All the epoxy just came away with a chisel, suggesting it has problems adhering to a ferro hull.
With the amount of fairing compound on the hull, that would suggest poor build quality in the first place.
A properly built boat would not need any fairing compound and would never need a grp coating.
Another guy who fibreglassed his hull had it sand blasted. This is a huge No...and was probably the reason he then had to fibreglass it.
A properly built ferro hull doesn't need reinforcement. It is actually reinforced concrete! The steel framing provides the reinforcement.
If the steel framing is inadequate, or isn't adequately protected and is rusting away inside then the hull is a liability - just scrap that is difficult and expensive to get rid of.
I can't imagine that a GRP skin would be strong enough to provide any significant reinforcement of the hull. Does anyone 'reinforce' lintels, bridges, etc. with a GRP skin?
A good ferro hull is great - I've sailed many miles and had lots of wonderful adventures in a friend's ferro boat - but unless the fabrication of the hull was properly documented and photographed - ideally by a surveyor - or you witnessed it yourself, you have no idea how good or bad it is. There are some beautiful professionally built ferro boats, but many were built by amateurs on a tight budget. Some are absolutely fine, but some are dangerous horrors. A lot of the construction time and effort is just tedious donkey work, and easily done by a gang of amateur newbies, but the reinforcement has absolutely to be designed and built right, and the application and fairing of the hull is best done by skilled plasterers.
I was going to suggest that concrete is not the correct term for a ferro boat but after a quick google it says "Concrete is a composite material composed of aggregate bonded together with a fluid cement that cures to a solid over time" so it would seem it could be called concrete? I thought ballast would be needed for concrete.
Its very fine washed sand and sulphate resisting cement mixed at a 1:1 ratio.
I would say the armature for the boat needs a lot of skill as it needs to be absolutely true and fair. The plasterer will finish the exterior with ⅛" thick plaster coating covering the outer layer of mesh so the plaster will follow the steel, dips and all.
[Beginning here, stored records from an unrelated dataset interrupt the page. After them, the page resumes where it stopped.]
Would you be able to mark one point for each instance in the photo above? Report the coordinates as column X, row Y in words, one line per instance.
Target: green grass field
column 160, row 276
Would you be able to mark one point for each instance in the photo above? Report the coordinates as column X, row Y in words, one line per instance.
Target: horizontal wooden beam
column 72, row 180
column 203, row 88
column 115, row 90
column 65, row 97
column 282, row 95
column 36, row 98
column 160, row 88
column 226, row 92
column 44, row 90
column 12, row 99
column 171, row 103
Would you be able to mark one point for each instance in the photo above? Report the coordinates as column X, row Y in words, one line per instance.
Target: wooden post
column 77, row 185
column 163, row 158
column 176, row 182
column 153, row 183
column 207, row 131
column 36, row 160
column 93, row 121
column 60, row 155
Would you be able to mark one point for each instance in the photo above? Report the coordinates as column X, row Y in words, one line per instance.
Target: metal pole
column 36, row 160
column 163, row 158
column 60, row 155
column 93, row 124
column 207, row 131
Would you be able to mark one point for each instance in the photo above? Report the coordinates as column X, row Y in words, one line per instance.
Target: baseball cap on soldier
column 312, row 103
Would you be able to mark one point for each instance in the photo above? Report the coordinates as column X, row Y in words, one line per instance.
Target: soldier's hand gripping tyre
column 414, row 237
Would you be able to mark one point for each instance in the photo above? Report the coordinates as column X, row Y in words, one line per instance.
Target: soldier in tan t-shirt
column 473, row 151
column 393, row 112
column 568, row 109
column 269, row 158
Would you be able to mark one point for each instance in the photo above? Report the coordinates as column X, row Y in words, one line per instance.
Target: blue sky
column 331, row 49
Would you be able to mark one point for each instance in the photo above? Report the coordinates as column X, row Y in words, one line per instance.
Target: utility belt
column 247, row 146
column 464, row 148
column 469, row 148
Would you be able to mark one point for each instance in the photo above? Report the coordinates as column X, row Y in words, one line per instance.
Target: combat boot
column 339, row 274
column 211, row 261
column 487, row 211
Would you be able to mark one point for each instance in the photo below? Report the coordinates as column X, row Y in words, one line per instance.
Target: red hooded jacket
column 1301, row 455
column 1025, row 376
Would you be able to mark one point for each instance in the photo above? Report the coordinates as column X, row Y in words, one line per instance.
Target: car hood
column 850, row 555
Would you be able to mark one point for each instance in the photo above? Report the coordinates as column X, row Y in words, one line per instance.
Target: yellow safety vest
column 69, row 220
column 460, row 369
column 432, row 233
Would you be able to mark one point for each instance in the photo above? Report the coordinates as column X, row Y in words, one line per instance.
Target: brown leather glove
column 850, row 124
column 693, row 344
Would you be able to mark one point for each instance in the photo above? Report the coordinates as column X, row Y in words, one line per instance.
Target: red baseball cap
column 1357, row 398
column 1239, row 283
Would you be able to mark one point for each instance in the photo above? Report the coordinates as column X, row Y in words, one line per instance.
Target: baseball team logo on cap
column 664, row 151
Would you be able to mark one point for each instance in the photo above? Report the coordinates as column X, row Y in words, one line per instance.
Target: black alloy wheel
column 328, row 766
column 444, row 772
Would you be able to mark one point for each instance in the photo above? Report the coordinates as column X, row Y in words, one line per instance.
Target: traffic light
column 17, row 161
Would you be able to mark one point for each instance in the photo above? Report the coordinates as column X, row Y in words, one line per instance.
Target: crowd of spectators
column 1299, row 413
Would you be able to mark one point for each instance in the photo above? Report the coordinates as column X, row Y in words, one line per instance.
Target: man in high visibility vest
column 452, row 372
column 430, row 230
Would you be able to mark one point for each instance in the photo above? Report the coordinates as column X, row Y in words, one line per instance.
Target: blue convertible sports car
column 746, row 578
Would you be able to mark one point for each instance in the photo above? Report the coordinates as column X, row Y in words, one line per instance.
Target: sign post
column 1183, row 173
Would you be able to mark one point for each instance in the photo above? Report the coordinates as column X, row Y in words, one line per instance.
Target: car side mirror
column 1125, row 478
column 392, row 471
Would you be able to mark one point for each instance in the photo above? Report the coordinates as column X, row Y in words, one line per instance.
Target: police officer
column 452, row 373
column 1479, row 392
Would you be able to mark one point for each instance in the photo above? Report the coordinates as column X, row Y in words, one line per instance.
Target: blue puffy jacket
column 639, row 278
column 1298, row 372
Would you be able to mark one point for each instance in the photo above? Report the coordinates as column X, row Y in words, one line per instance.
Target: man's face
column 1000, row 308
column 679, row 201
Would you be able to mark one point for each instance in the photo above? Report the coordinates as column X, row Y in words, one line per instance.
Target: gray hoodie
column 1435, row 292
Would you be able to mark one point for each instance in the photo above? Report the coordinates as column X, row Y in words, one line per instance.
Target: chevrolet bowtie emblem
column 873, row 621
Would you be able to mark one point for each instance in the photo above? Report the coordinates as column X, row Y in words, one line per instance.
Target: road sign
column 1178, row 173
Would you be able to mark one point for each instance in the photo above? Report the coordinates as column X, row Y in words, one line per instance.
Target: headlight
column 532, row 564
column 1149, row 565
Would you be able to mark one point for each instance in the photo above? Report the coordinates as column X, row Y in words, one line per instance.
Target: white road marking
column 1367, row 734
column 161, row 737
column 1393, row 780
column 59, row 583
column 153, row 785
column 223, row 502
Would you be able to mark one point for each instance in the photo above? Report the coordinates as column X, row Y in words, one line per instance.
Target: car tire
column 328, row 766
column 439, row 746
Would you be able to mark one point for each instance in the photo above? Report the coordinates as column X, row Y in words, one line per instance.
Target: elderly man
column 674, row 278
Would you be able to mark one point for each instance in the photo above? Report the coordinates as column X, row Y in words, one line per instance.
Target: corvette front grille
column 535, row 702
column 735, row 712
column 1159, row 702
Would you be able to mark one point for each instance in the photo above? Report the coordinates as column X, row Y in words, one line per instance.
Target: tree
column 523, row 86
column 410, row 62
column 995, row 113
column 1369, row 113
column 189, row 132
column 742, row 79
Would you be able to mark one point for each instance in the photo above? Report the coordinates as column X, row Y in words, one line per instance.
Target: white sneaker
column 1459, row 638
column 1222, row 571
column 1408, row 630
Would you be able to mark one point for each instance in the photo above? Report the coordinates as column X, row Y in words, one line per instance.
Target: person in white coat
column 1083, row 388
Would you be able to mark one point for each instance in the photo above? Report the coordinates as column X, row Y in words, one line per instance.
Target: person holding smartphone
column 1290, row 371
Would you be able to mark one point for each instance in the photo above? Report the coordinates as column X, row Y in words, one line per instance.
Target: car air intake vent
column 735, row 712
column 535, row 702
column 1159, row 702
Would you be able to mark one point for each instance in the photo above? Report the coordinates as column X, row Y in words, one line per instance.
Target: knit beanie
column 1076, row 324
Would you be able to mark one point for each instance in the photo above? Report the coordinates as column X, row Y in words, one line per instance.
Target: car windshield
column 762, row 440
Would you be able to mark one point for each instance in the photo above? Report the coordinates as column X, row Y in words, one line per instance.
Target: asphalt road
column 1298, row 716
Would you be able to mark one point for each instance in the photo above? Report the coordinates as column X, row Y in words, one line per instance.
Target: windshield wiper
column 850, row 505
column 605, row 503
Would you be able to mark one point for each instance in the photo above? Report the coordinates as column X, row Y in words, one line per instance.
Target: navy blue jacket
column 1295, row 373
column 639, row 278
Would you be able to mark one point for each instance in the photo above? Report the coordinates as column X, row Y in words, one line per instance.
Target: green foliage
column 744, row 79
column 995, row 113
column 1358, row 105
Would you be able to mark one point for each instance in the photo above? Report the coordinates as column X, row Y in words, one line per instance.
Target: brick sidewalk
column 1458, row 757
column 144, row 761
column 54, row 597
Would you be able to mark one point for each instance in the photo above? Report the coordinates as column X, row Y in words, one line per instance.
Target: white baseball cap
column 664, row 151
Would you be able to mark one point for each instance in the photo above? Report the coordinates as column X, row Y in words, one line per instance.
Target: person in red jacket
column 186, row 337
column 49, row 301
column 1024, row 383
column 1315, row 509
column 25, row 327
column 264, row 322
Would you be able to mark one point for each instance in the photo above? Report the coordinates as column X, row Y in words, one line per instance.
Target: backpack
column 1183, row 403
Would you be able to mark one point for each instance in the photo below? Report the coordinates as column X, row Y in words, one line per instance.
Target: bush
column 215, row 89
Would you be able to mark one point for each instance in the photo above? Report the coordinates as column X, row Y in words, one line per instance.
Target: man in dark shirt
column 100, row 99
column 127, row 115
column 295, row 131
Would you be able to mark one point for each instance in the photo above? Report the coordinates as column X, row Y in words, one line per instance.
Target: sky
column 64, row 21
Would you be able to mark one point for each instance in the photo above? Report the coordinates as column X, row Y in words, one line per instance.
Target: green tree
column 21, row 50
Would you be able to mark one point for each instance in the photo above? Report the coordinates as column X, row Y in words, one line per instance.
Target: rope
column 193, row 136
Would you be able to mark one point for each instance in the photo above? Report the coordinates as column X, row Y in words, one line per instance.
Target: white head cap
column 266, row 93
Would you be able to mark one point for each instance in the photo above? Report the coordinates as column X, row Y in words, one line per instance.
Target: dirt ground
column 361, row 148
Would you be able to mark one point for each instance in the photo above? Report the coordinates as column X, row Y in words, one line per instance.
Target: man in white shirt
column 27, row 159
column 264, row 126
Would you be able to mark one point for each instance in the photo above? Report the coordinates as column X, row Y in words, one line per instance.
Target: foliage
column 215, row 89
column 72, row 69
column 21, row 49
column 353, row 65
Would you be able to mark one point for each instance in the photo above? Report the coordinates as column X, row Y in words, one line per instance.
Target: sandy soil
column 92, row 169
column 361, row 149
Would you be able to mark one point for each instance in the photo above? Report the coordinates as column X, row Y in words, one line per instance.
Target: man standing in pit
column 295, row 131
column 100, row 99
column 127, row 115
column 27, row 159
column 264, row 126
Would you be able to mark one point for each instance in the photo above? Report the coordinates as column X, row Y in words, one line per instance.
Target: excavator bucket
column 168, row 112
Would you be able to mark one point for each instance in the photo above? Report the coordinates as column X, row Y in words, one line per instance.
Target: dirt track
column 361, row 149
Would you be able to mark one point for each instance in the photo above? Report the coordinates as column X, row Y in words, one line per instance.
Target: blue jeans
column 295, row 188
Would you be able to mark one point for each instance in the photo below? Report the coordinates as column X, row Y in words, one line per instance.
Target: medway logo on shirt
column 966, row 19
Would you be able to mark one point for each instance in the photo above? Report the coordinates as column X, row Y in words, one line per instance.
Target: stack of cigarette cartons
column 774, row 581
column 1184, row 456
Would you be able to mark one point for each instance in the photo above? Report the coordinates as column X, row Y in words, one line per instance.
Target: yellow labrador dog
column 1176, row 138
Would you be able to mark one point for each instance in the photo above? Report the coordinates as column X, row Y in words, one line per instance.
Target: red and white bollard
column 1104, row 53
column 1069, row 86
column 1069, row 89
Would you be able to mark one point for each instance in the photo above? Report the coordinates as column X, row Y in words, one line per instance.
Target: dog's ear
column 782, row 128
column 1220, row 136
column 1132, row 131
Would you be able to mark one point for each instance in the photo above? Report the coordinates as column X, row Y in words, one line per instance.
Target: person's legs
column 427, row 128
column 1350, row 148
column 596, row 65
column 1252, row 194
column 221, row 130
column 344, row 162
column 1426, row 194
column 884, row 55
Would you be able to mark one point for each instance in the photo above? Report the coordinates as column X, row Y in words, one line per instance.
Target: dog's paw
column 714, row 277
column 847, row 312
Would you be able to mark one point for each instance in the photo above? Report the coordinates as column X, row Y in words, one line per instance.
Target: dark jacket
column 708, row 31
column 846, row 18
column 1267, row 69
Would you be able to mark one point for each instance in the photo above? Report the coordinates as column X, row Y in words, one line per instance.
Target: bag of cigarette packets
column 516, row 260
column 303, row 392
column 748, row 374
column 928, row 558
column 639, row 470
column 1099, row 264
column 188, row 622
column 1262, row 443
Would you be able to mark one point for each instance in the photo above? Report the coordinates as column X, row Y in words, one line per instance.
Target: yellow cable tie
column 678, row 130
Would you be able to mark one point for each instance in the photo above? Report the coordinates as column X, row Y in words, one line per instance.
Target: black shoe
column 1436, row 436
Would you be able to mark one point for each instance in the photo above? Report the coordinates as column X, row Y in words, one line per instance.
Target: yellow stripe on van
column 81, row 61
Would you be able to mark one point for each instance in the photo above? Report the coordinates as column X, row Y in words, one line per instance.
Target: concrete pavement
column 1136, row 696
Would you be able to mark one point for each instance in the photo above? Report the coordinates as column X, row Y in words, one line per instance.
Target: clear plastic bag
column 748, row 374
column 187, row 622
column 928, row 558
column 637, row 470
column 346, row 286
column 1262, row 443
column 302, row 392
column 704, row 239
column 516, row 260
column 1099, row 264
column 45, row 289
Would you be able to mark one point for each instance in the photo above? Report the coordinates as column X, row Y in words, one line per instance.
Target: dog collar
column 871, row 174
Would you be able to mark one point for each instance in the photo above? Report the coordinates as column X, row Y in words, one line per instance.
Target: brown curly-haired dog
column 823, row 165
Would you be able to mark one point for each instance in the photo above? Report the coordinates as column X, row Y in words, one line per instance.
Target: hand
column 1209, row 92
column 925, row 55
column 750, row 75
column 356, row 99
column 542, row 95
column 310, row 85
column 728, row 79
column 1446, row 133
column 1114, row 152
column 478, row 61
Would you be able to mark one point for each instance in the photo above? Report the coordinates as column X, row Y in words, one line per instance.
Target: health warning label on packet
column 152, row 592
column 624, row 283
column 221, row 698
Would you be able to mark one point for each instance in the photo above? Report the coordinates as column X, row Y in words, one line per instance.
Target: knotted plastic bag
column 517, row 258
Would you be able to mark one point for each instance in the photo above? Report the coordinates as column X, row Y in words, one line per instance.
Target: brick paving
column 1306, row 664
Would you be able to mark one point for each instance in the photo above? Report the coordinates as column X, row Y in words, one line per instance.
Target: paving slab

A well built ferro hull will outlast any other hull material . The diy disasters have mostly sunk or are rotting away in the corner of a field so nowadays if a ferro boat looks good its highly likely it is.
They are also very recyclable !
Friend built a Ferro 34ft heavy ketch way back. Hull was about 3/4" thick. Lots of steel and he had it plastered by professionals. Very fair, looked like GRP. Huge amount of work getting the armature ready for the plastering. Then had to keep it damp for quite a while to ensure the curing.
Just down the road in Royan, they built an interesting modernistic church, way back. Part of the reconstruction of the town after it had been bombed to ruins by the Allies due to a cock up.
But, they used beach sand and that has come back to haunt them, as it corroded the steel reinforcement....
No idea why anybody would wast quite a lot of money on coating a ferro hull with epoxy/glass.
They extended the lives of quite a lot of commercial wooden fishing boats in the US by ferro coating them. But that is another story...
I knew one who sheathed his old Boston shell fishdredger……successful completed with wooden interior,he sailed all over the world…..1975/6 at that time ferrocement was going strong on the east coast.